Know here that 35-40 percent of U.K. minors under 18 have a “migration background.” (The story is similar in Germany.) In other words, indigenous Britons are slowly disappearing. Note, too, that such demographic destruction is considered unconscionable when it happens, let’s say, to an Amazon jungle tribe. When it’s visited on a Western population, however, it’s called nation-strengthening “diversity.”
Then, the following X respondent posted (below) what are identified as letters from WWII veterans. The correspondence expresses disenchantment with migration and the state of the culture.

Beyond Britain
Of course, this cultural debate — and the phenomenon of disappointed veterans — isn’t confined to Britain. As to this, an American WWII fighter, the late Carl Spurlin Dekle, tearfully lamented the United States’ plight in 2022.
On a personal note, my father, Dr. Roy S. Duke, was also a WWII veteran. Captured in battle while fighting in Europe, he spent time as a POW in Nazi Germany. I’ve no idea if he’d now believe his sacrifice was worth it, and I can’t ask him. He passed away almost 30 years ago. What I can say is that he didn’t go to war so people could march mostly naked in the streets; “transition” children; push DEI (diversity, equity, and inclusion), revisionist history, and anti-American hatred; and, generally, try to turn our civilization into something as bad as what he fought against.

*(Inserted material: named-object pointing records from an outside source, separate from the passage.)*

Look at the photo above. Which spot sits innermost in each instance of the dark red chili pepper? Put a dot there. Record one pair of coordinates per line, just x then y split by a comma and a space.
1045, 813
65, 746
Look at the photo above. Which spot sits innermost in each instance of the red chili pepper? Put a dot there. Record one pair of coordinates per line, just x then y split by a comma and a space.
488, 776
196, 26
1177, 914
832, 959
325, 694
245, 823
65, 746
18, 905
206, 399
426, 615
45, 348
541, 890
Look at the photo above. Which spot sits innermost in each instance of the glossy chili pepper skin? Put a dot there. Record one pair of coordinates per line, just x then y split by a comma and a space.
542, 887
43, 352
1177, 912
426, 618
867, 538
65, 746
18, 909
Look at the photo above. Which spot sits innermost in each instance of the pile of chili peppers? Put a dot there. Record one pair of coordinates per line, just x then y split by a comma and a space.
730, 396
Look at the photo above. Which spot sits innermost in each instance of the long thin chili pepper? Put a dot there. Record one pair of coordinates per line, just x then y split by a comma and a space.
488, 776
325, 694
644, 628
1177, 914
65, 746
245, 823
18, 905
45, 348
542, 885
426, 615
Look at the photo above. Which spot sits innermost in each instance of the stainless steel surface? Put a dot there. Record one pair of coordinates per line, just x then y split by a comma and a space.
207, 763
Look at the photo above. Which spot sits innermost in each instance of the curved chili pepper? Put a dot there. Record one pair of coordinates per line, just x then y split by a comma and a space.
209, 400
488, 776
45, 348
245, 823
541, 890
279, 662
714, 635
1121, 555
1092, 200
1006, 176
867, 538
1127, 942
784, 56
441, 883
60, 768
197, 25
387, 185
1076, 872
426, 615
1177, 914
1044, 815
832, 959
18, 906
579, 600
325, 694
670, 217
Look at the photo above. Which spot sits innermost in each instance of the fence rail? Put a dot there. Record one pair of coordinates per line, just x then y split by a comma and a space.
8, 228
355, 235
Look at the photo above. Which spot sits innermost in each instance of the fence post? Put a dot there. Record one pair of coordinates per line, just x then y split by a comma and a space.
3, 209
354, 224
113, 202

Yet there’s something else we can know. Evil is ever afoot and never rests — and it must be fought in every time and place. WWII ended 80 years ago, and it was always a given that evil would persist, just under a different guise. It’s the job of good people today to combat it, too. That’s perspective — and is easy to understand.
More difficult is staying close to God and Truth so that we recognize the evil and don’t ourselves become it. Remember here, too, that people rarely if ever know it when they’re on the wrong side.